You can convert it to CSV by using this function, and write it back out to file like this: Get-Content Hosts.txt | Convert-Delimiter " + " "," | Set-Content Hosts.csv. Now, since my original problem was all about importing the files I also went ahead and wrote a slightly more magical function called Import-Delimited:


Function Import-Delimited([regex]$delimiter=",", [string]$PsPath="")
{
  begin{
    $script:tmp = [IO.Path]::GetTempFileName()
    write-debug "Using tempfile $($script:tmp)"
   
    Function Import-String([string]$inputString){
      if($inputString.Length -gt 0 ) {
      write-debug "Importing $inputString"
      if(($inputString -as [IO.FileInfo]).Exists) {
        Get-Content $inputString | Convert-Delimiters $delimiter "," | Add-Content $script:tmp
      } elseif( ((Join-Path $pwd $inputString) -as [IO.FileInfo]).Exists) {
        Get-Content (Join-Path $pwd $inputString) | Convert-Delimiters $delimiter "," | Add-Content $script:tmp
      } else {
        $inputString | Convert-Delimiters  $delimiter "," | Add-Content $script:tmp
      }
      } else {
        write-debug "Nothing to Import"
      }
    }
   
    Import-String $PsPath
  }
 
  process{
    Import-String $_
  }
  end
  {
    Import-Csv $script:tmp
    Remove-Item $script:tmp
  }
}
 

This will allow you to directly import most delimited text files. But not only that, it can import text from the pipeline! So you can actually create objects out of any legacy application that outputs delimited text! Just for example, with our previous text file, we could do any of the following one-liners:


$hosts = Import-Delimited " + " Hosts.txt

$hosts = Get-Content Hosts.txt | Import-Delimited " + "
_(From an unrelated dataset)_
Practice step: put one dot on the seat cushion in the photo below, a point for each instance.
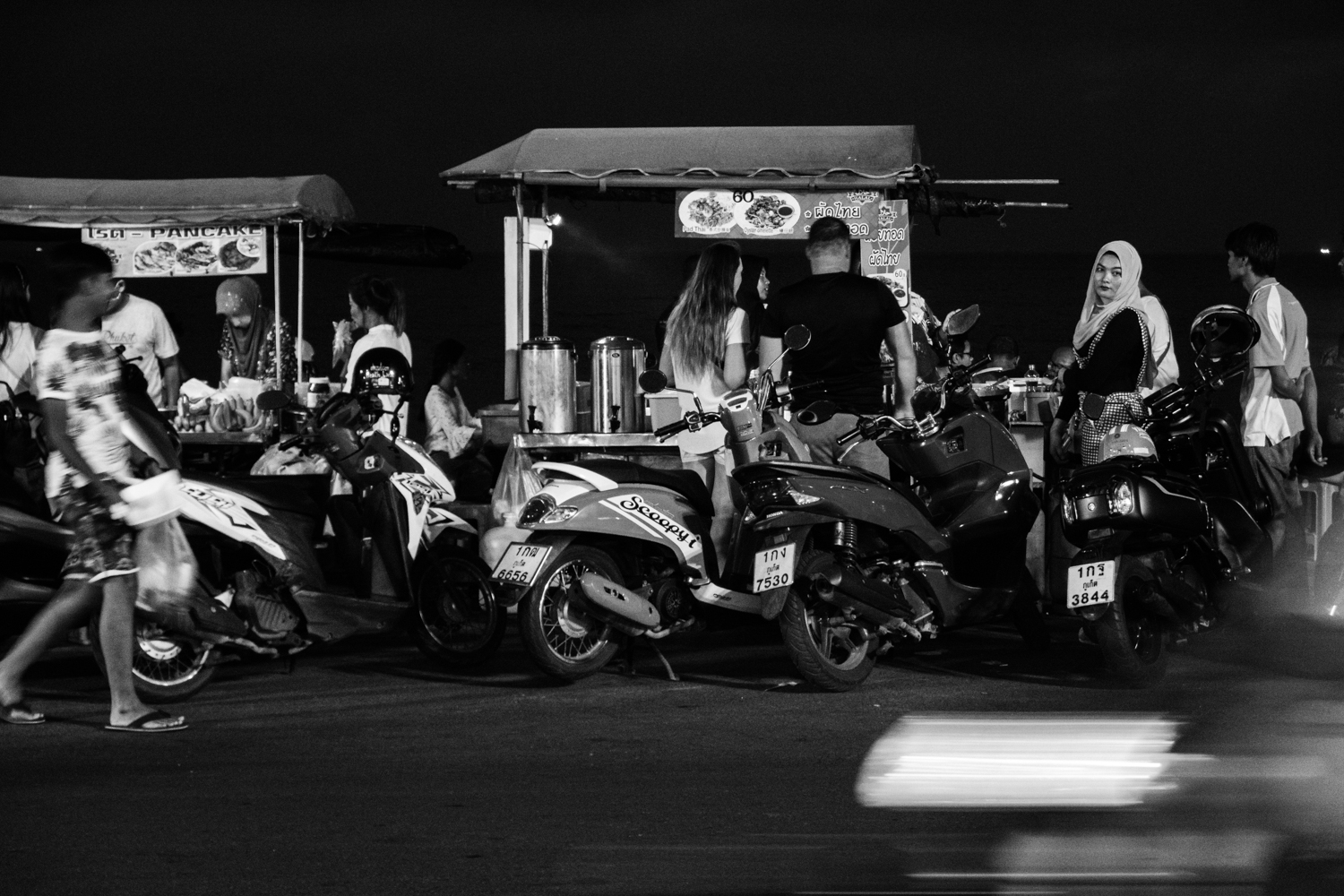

$hosts = Get-Content Hosts.txt | Convert-Delimiters $delimiter "," | Import-Delimited # CSV is the default
 

Any questions? Here’s the pair of functions as a single script download. :)

Question 1: What’s with the “ + “?

It’s a regular expression meaning one or more spaces followed by a space (ie: two or more spaces).

Question 2: Regular expressions? How do I just use this to import a tab-delimited text file?

The regular expressions for separators should be pretty simple, really. For instance, a tab-delimited text file would just be “`t” and a comma-delimited file is just a comma: “,” ... if you wanted to make sure to get rid of any spaces around the commas, you could use “ +, +” but we should mostly be taking care of that already.

Question 3: I get weird errors about the value of argument “name” being invalid?

Import-Delimited actually uses Import-Csv in the background, and requires a header row which has a name for each column: You can’t have a two separators in a row, or a trailing separator (although the scripts try to clean that up). Incidentally, this is a really good point: you must have the first row be the delimited headers, otherwise your first object will be treated as the header row.